Opinión

Comida para todos (crónicas del virus)

Acabo de regresar del supermercado de mi barrio donde, desde hace tres sábados, el banco de alimentos pone un pequeño stand y pide a los vecinos que hagamos un poco de compra extra para las familias de la zona que necesitan ayuda. Tienen una lista expuesta con las necesidades más acuciantes. Hoy pedían yogures, aceite, compresas, jabón, quesitos. Útiles de primera necesidad. Parches de urgencia para lo imprescindible. Remedios contra el hambre.

Una de las responsables me contó que atienden a trescientas personas y que buena parte de ellas nunca hasta ahora habían tenido que recurrir a la demanda de comida. Son hombres y mujeres con empleos normales, que viven al día, a los que nada faltaba pero nada sobraba. Hombres y mujeres a los que un Erte es suficiente para empujarlos a la caverna de la necesidad más acuciante.

Los vecinos se portan, y en poco tiempo el mostrador se llena de los artículos solicitados.

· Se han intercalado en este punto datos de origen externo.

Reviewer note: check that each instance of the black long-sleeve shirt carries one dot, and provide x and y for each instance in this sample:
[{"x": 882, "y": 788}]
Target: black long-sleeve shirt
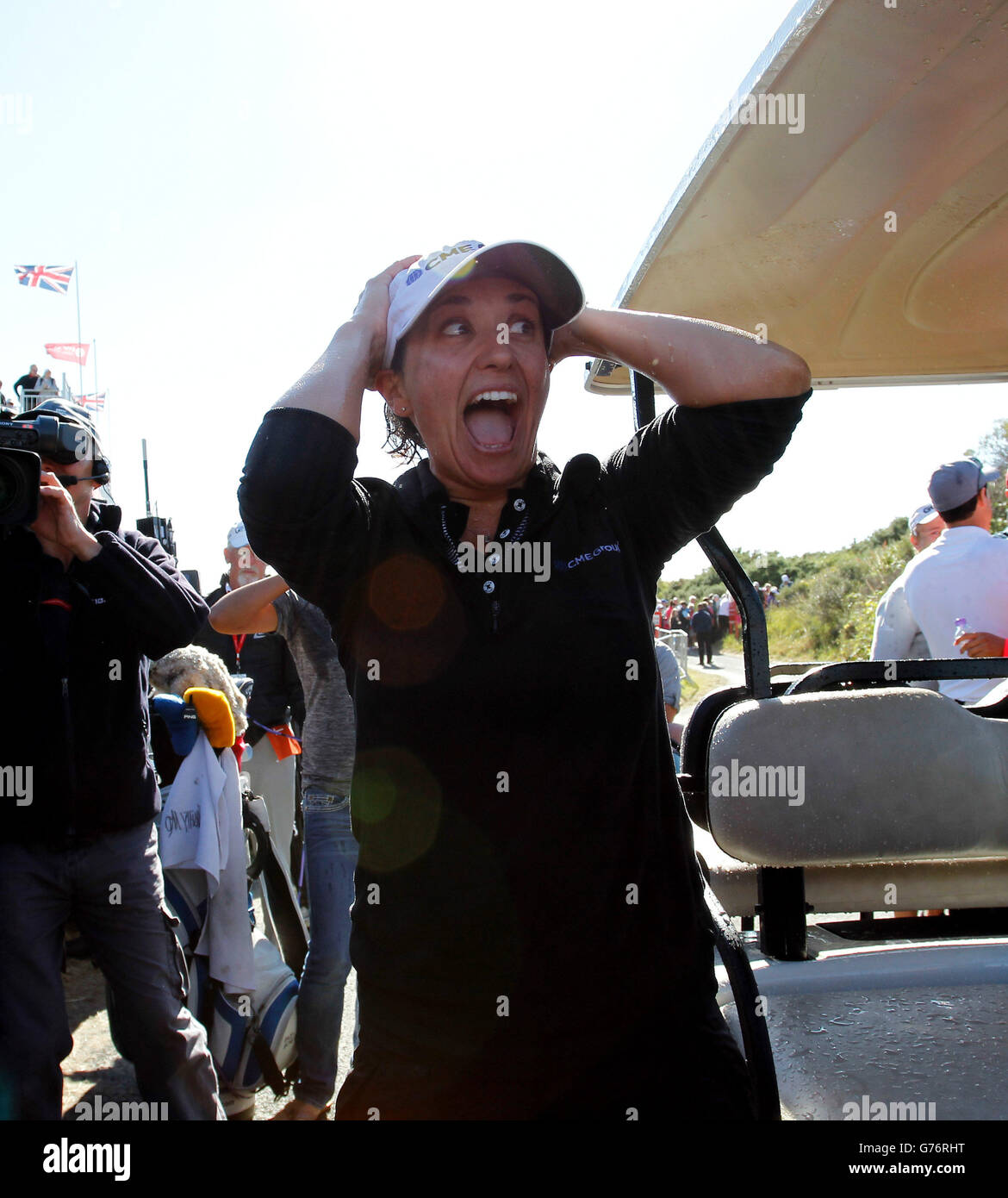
[{"x": 523, "y": 841}]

El mío es un barrio normal, un barrio donde hay de todo: gente mayor, gente joven, gente con muchos recursos y gente que vive con lo justo, ejecutivos y jubilados, familias y solteros. Casi todo el mundo aporta. Una señora entrega un cartón de zumo: posiblemente es lo único que puede permitirse. Otra llega con un carro lleno hasta los topes de yogures y botellas de aceite de oliva. La crisis tampoco es igual para todos.

La chica que se encarga de la logística me cuenta que esta mañana se les acercó un señor y les preguntó si estaba segura de que lo que estaban recogiendo era para familias españolas. Y esa chica, que dedica los fines de semana a pedir comida para otros, que tiene que mirar de frente a la necesidad y a la miseria, que ve en los ojos de otros la vergüenza y el apremio, respiró hondo y le dijo que sí, que todos españoles, que no se preocupase que lo tenían controlado, porque necesitaba más las latas de atún que le entregaba aquel miserable que asegurarse de su condición humana. He llegado a mi casa y me he echado a llorar.